As one is accustomed to expect from Unimodel, the kit looks very good and detailed in the box. The two-layered construction of the lower hull with the suspension springs partly showing is especially beautiful as are the finely detailed hard plastic tracks. The engine grille in PE is a nice touch, but it is small wonder why the ventilation openings on the central and aft deck sides were not provided with PE mesh, too now they are completely flat and unrealistic. The turret and gun of the kit were not relevant parts for my project. Otherwise they look to be quite OK, but the closed hatches are sure to be a disappointment for many modellers.
The build of the hull was very straightforward and gave no serious trouble. However, the hull deck wouldnt fit flush with the hull sides and had to be smoothed with putty. There were also some fit problems with the front ends of the fenders where they meet the hull. These problems were a bit annoying, but not too difficult to work with. One more surprise occurred when it became obvious that the tracks had to be cut shorter somewhere along their length, otherwise they simply would not have fitted. The long links made this task tricky, but hiding the cut under the wheels helped masking the error. Finns did not have the curving front fenders installed, so I cut them off.

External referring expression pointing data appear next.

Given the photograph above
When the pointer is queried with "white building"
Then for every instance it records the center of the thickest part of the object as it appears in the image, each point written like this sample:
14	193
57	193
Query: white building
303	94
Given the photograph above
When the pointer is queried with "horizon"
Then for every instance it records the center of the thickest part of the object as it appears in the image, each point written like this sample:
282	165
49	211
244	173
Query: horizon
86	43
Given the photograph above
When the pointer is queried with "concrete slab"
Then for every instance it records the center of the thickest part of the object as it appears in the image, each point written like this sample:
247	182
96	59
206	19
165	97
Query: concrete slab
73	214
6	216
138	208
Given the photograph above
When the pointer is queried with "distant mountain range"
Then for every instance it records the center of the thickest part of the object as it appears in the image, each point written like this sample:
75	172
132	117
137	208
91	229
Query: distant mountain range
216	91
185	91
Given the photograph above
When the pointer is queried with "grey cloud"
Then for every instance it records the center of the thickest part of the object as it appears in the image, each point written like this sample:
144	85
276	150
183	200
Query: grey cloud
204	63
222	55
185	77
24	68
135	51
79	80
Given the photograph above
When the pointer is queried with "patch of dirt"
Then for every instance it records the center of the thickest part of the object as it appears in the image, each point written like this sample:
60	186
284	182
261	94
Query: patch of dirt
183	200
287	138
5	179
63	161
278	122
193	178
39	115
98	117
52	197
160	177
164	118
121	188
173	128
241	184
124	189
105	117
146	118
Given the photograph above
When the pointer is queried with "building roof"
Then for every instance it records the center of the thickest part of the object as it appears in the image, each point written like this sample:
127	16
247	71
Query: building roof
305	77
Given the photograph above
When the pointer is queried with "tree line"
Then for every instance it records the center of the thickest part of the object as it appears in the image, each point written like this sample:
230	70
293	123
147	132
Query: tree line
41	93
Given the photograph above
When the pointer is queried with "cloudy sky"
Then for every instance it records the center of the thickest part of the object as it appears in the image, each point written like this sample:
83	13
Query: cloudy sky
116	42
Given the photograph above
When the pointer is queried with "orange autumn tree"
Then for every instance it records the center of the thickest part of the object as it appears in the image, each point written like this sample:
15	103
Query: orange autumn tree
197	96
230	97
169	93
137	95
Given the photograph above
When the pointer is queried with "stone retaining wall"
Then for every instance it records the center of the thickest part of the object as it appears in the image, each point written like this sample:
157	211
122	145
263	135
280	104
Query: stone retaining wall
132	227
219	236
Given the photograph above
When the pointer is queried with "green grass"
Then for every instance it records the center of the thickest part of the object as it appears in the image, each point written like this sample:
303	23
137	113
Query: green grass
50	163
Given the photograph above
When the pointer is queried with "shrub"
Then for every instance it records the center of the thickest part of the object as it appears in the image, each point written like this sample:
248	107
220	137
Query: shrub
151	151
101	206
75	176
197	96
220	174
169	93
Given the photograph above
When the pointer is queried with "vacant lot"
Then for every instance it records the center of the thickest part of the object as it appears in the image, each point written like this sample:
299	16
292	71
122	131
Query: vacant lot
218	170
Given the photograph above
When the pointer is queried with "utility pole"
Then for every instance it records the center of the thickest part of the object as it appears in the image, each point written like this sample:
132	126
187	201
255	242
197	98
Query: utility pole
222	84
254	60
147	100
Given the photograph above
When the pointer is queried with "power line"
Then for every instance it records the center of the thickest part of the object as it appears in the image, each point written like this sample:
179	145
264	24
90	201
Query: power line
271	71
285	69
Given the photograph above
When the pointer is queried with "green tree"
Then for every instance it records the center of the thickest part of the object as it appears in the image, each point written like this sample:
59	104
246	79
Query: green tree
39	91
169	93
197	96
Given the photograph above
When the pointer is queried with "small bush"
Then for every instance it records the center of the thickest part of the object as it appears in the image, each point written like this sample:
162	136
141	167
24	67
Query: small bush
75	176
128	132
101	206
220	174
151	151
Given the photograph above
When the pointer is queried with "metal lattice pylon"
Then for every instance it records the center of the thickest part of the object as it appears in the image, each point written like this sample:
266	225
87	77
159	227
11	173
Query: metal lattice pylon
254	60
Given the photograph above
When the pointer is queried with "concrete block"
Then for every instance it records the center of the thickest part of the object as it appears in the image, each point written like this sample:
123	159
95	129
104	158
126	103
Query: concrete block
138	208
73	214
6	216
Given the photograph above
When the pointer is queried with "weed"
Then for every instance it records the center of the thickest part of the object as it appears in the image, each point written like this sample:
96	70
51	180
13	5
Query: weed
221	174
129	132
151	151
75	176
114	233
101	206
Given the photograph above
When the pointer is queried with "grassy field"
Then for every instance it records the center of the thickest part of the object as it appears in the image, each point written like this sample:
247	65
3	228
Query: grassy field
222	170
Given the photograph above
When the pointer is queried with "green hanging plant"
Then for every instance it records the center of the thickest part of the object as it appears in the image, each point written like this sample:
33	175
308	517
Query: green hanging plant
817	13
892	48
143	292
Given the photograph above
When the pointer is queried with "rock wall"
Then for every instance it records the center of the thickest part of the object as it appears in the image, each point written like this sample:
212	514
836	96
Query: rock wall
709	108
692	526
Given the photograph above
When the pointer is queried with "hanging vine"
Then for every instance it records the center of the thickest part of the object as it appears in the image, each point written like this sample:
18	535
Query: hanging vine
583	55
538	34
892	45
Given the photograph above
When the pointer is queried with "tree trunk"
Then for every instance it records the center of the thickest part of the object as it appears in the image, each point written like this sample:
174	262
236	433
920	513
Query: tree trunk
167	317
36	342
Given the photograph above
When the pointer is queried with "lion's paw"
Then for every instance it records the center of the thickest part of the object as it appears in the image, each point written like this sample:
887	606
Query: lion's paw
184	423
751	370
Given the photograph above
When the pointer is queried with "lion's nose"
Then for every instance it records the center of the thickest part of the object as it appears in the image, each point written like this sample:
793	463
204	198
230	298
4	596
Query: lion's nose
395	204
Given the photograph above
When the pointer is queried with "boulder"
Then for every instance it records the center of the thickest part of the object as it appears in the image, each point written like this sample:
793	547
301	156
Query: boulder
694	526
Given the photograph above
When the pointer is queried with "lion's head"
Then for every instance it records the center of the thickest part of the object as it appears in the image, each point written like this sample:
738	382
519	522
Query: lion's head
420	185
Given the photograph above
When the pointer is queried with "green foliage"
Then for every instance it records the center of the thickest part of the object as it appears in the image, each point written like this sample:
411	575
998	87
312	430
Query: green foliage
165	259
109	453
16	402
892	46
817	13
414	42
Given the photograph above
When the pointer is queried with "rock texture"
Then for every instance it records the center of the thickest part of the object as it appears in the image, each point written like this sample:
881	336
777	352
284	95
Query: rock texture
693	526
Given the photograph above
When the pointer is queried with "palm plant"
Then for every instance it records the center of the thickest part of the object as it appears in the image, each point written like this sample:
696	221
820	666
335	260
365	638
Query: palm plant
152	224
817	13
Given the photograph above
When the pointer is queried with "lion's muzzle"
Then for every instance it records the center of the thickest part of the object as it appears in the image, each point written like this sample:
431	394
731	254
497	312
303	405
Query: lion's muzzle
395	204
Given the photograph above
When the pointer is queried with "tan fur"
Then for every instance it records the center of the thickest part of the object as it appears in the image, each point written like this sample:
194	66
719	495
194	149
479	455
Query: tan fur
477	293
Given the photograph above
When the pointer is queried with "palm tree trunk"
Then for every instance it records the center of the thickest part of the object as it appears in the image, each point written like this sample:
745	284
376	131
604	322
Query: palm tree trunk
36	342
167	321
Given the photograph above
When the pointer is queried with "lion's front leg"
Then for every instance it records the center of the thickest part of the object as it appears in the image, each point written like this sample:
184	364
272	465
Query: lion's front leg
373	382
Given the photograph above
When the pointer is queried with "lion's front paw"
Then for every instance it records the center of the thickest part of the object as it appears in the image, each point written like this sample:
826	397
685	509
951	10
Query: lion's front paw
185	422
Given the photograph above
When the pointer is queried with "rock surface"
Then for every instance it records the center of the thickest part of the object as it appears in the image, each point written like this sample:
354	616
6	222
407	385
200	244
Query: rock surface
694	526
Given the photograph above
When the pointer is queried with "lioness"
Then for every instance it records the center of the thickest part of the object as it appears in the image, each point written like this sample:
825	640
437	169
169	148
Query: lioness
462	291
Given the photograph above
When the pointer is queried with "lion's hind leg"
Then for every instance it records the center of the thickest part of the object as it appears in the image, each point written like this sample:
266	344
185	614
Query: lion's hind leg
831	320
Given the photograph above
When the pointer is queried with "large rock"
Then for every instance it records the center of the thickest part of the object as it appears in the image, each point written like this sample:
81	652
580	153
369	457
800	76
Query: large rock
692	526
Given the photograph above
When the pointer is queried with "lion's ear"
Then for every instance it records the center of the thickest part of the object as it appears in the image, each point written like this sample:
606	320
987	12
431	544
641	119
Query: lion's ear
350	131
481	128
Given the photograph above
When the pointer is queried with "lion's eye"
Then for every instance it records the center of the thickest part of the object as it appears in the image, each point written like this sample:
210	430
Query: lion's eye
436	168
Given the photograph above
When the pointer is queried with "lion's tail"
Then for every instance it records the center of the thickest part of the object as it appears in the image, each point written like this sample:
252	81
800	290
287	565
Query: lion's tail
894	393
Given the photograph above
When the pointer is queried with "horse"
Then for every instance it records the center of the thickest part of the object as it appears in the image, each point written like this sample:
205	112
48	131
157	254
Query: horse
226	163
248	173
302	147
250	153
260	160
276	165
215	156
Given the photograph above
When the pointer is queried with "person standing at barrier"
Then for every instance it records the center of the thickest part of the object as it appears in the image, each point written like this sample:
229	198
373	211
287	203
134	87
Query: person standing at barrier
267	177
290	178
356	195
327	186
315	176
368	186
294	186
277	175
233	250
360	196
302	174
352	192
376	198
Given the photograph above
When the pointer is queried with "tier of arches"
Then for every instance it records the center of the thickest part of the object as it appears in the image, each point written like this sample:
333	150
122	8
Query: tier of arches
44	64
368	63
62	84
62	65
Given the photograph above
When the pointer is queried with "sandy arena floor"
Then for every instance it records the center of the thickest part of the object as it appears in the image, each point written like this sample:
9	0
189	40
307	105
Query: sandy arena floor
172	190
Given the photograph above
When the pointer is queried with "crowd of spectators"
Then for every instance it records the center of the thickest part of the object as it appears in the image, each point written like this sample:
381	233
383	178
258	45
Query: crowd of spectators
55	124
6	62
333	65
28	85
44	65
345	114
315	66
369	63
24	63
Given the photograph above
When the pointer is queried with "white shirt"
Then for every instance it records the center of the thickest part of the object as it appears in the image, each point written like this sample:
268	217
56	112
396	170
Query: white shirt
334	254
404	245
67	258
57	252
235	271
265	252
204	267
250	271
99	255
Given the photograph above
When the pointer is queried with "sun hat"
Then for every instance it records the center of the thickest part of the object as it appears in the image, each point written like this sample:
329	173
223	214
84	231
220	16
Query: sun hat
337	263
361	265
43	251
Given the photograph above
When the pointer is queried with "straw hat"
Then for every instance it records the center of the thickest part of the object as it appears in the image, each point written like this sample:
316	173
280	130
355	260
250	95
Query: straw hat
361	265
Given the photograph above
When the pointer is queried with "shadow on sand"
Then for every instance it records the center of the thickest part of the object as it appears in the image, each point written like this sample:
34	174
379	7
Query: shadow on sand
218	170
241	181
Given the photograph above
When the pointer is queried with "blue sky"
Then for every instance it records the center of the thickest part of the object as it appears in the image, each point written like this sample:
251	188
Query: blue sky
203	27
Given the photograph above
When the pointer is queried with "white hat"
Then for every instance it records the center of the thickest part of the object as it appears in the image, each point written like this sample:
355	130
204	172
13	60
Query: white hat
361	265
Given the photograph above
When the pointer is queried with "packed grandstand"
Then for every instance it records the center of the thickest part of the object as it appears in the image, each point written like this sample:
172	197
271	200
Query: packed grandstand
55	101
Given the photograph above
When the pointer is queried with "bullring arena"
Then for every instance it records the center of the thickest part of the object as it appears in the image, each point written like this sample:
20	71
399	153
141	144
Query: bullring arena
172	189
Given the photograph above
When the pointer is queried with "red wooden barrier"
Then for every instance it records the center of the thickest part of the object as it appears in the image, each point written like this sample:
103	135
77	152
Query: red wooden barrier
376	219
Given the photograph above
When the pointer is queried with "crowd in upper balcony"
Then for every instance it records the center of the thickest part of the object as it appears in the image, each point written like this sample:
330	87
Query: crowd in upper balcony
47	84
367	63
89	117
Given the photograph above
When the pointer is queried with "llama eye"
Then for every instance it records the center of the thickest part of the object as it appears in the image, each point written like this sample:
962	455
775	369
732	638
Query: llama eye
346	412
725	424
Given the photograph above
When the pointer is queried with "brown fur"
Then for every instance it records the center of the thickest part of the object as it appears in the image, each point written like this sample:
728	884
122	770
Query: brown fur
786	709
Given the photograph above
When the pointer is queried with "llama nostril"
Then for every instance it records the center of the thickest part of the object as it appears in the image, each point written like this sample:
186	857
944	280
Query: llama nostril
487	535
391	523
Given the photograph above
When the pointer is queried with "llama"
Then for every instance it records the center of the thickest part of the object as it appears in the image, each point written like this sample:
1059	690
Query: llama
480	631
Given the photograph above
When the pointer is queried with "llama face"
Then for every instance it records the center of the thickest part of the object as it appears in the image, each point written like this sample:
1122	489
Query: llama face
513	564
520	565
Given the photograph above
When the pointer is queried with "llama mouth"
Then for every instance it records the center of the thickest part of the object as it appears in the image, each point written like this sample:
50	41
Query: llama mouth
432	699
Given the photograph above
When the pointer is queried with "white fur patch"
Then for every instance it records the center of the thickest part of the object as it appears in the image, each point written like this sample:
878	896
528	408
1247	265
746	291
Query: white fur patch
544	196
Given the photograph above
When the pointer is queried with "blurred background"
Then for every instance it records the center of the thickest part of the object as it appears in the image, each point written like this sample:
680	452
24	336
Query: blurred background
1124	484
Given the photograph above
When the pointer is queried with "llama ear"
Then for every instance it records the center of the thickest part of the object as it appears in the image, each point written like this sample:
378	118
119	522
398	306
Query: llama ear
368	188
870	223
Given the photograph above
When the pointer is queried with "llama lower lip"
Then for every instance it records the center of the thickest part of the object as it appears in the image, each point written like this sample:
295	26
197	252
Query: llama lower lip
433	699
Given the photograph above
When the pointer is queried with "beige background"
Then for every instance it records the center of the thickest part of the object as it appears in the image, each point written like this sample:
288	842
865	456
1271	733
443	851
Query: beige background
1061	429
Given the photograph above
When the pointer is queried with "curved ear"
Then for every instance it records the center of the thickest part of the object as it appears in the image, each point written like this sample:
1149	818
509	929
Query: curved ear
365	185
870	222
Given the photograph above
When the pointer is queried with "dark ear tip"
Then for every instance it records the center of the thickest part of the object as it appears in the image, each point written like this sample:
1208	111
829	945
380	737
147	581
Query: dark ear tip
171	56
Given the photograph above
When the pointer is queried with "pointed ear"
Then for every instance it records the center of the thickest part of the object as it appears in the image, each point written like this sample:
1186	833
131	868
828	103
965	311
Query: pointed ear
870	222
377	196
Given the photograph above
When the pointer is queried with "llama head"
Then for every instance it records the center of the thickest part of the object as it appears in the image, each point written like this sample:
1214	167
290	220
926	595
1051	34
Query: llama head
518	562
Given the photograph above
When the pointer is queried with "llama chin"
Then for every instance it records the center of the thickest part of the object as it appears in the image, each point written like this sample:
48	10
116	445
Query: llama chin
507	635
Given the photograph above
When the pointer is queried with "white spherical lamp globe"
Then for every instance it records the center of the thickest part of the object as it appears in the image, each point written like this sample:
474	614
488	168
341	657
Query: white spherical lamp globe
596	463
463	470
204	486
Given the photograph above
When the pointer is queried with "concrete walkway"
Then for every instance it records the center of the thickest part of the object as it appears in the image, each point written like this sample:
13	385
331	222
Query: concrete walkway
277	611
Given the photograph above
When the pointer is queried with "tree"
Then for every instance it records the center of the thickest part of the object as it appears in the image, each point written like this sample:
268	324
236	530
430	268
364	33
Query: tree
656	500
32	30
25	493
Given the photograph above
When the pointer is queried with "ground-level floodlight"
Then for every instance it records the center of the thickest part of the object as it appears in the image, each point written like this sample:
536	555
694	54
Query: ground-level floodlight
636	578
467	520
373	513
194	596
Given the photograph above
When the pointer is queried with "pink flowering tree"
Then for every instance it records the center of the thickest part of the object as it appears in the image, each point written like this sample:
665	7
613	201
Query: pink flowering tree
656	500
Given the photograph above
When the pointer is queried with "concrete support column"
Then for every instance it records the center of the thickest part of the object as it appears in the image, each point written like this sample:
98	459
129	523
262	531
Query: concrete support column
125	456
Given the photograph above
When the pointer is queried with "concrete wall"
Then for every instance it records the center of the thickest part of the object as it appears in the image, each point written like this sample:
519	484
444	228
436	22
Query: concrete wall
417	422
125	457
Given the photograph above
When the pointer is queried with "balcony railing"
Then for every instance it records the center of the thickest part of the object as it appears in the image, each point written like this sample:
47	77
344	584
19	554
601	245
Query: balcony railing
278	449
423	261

The major challenge of the build stemmed from the need to construct the turret and gun from scratch. Luckily the turret of the BT-42 has a simple form with rather limited details, and so I was confident to start the conversion. I did not have proper blueprints for the vehicle, but instead translated the measures from photographs. I began the work with the mid section of the turret, which I simply made of plastic sheet, rolling and gluing it to form a slightly tapering cone (it could also be based on the conical version of the BT-7 turret). After the cone was cut and sanded to a correct height, the boxy rear part and the top for the turret were constructed of styrene sheet bits, with some supporting structures planted inside the turret. Turret hatches, a "bump" for the gun sight, lift rings and hinges for rear exit doors made of various materials (plastic, wire, foil) were then added. Finally, small vision slits were cut to the turret sides and filled with PVA glue, which makes clear screens once dry. The shape and size of the turret are otherwise close calls, but the central cone should be tapering more steeply. This is where my scratch-building went off worst.
The gun mantlet was made by means of laminating styrene sheet into a block, which was then sanded to shape. The mantlet was then covered with foil that had small dents pressed to it with a pointy needle file to imitate bolt heads. The gun barrel is a piece of hollow styrene rod: it has a foil strip (with tiny holes pricked with a needle) rolled around the barrel end, thus working as a muzzle brake. The gun support beam is also styrene, which is cut and filed to shape and detailed with braces cut out of copper sheet.
In addition, three self-made tool boxes (made of styrene beam, foil and wire) and some equipment, like a showel and a shortened gun cleaning rod from the spares box were added. Some braces and covers made of copper sheet were also added on the rear plate and the exhaust pipes were drilled open. I also covered the above mentioned side ventilation openings with a fine mesh (my favourite, metal mesh coffee filter used as a supply here).
Considering the simplistic shape of the extra parts needed to turn the BT-7 into the Finnish BT-42 assault howitzer, the build was not too complicated. There were some parts, however, that I wished I had more sophisticated methods to produce.
Markings and painting
The model is represented in a brush-painted, late war hardedge camouflage with Tamiya XF-52, XF-57 and XF-58 colours. The "hakaristi" insignia were self printed and outlined with white paint by brush. The markings were hand-painted in real life, and so the clumsy outcome is partially justified, but to be honest, I would have liked the outlines to end up being neater. Well, with these sausages for fingers this is the best I could come up with. A highlighting in white, a black wash and a diluted grey overspray followed with a satin coating, and the model was almost finished. The final touch was given with rusty pastel chalk treatment on the tracks, similar treatment on the running gear with earth shades and a black one around the exhausts, and so was this eccentric vehicle ready.
You know how it goes nowadays: once you finish a scratch-building project, the kit will immediately be released by an established model manufacturer. In this sense I was a bit too hasty with this build of mine, this time. Had the BT-7 kit been of poorer quality, I would not have started with the conversion at all. Now that it is done, Im glad I took the challenge, as it was an important step to build my confidence as a scratch-builder. The outcome leaves a lot to be desired, but it was a fun project, which, of course, is the main reason to build models in the first place.